L'inchiesta partita dalle dichiarazioni del pentito Pellegrino

Poker dei Casalesi, le intercettazioni entrano nel processo

Il giudice nomina il perito per le trascrizioni: alla sbarra 12 persone

Le intercettazioni finiscono nel processo a carico di 12 persone accusate del business del poker online targato clan dei Casalesi. 
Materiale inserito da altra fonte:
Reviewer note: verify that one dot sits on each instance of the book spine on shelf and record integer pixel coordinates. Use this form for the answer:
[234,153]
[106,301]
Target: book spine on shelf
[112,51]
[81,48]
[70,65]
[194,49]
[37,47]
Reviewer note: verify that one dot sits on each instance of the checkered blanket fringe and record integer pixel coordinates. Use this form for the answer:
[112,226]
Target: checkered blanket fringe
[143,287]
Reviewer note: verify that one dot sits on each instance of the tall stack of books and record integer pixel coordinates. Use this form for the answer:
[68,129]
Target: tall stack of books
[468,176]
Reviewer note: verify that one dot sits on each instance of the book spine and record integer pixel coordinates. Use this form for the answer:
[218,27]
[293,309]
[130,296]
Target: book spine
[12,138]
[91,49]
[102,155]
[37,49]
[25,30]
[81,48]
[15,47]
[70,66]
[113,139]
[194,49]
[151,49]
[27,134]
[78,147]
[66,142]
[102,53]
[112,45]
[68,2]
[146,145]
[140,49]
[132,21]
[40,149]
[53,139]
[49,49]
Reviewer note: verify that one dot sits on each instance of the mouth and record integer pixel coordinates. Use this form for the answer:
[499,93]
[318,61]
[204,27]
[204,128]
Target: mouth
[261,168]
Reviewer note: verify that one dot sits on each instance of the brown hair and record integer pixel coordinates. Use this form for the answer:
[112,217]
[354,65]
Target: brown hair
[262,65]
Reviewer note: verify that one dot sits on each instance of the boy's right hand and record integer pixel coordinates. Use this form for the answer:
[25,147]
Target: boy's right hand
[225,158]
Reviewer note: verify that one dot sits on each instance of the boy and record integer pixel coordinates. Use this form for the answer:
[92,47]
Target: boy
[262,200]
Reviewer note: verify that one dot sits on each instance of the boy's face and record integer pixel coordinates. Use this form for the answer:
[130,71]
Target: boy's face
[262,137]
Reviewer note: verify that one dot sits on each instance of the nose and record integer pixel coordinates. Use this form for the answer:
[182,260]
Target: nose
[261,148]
E' quanto accaduto nel corso dell'ultima udienza a carico di Luigi Tancredi, 53 anni di Roma; Renato Grasso, 55 anni di Bacoli; Francesco Grasso, 54 anni di Napoli; Angelo Russo, 45 anni di Sessa Aurunca; Mario Russo, 49 anni di Villa Literno; Nicola Garofano, alias o' Mmo, 54 anni di Villa Literno; Federico Catena, 35 anni di Villa Literno; Vittorio Alfiero, 37 anni di Castel Volturno; Massimo Di Caterino, 44 anni di Aversa; Ciro Salzillo, 47 anni di San Cipriano d'Aversa; Antimo Verde, 60 anni di Trentola Ducenta; Massimo Turco, 48 anni di Trentola Ducenta. Il giudice ha rinviato il processo ad inizio marzo per conferire l'incarico al perito che dovrà trascrivere le fonie. Nel collegio difensivo sono impegnati, tra gli altri, gli avvocati Mario Griffo e Giuseppe Stellato. 

L'inchiesta, partita dalle dichiarazioni di Attilio Pellegrino, fedelissimo del boss Michele Zagaria, ha svelato la creazione della piattaforma "Dollapoker" destinata alla gestione del poker online non autorizzato di cui il 40% dei profitti mensili, secondo gli inquirenti, sarebbe stato destinato al pagamento degli stipendi agli affiliati ed ai detenuti del clan.